CXL Shared Memory Programming: Barely Distributed and Almost Persistent

Yi Xu,Suyash Mahar,Ziheng Liu,Mingyao Shen,Steven Swanson
2024-07-17
Abstract:While Compute Express Link (CXL) enables support for cache-coherent shared memory among multiple nodes, it also introduces new types of failures--processes can fail before data does, or data might fail before a process does. The lack of a failure model for CXL-based shared memory makes it challenging to understand and mitigate these failures. To solve these challenges, in this paper, we describe a model categorizing and handling the CXL-based shared memory's failures: data and process failures. Data failures in CXL-based shared memory render data inaccessible or inconsistent for a currently running application. We argue that such failures are unlike data failures in distributed storage systems and require CXL-specific handling. To address this, we look into traditional data failure mitigation techniques like erasure coding and replication and propose new solutions to better handle data failures in CXL-based shared memory systems. Next, we look into process failures and compare the failures and potential solutions with PMEM's failure model and programming solutions. We argue that although PMEM shares some of CXL's characteristics, it does not fully address CXL's volatile nature and low access latencies. Finally, taking inspiration from PMEM programming solutions, we propose techniques to handle these new failures. Thus, this paper is the first work to define the CXL-based shared memory failure model and propose tailored solutions that address challenges specific to CXL-based systems.
Distributed, Parallel, and Cluster Computing
What problem does this paper attempt to address?

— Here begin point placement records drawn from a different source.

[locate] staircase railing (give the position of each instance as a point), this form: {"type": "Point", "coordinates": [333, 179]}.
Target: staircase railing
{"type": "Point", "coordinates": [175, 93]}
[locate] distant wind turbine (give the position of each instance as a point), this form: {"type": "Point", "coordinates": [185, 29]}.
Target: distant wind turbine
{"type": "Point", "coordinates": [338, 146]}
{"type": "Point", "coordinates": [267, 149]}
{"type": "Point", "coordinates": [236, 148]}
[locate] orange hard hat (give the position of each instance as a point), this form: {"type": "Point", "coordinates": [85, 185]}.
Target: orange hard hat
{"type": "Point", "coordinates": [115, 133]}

### Problems Addressed by the Paper This paper aims to address fault handling issues in shared memory systems based on Compute Express Link (CXL). Specifically: 1. **Data Faults**: In CXL systems, when the data of a node becomes unavailable or inconsistent, it can cause problems for running applications. These types of faults are similar to data faults in distributed storage systems but require specific handling tailored to the characteristics of CXL systems. 2. **Process Faults**: When a process accessing CXL memory fails, although the data remains accessible, it may lead to data inconsistency. In CXL systems, if a process fails while updating the shared memory connected via CXL, it may result in data inconsistency. To address these challenges, the paper proposes the following solutions: - **Data Fault Handling**: Drawing from traditional distributed systems' data fault handling methods (such as erasure coding and replication), the paper proposes improved mechanisms tailored for CXL systems, such as replication mechanisms based on CXL switches. - **Process Fault Handling**: Although the fault model of persistent memory (PMEM) systems is similar to CXL systems in some aspects, their solutions are not entirely applicable to CXL systems. The paper proposes several different process fault handling methods, including logging, checkpointing, etc., and optimizes them for the performance characteristics of CXL systems. - **Comprehensive Handling of Data and Process Faults**: The paper also explores methods to handle both data and process faults simultaneously to simplify implementation and improve efficiency. In summary, this paper defines for the first time a fault model for CXL-based shared memory and proposes customized solutions tailored to the characteristics of CXL systems.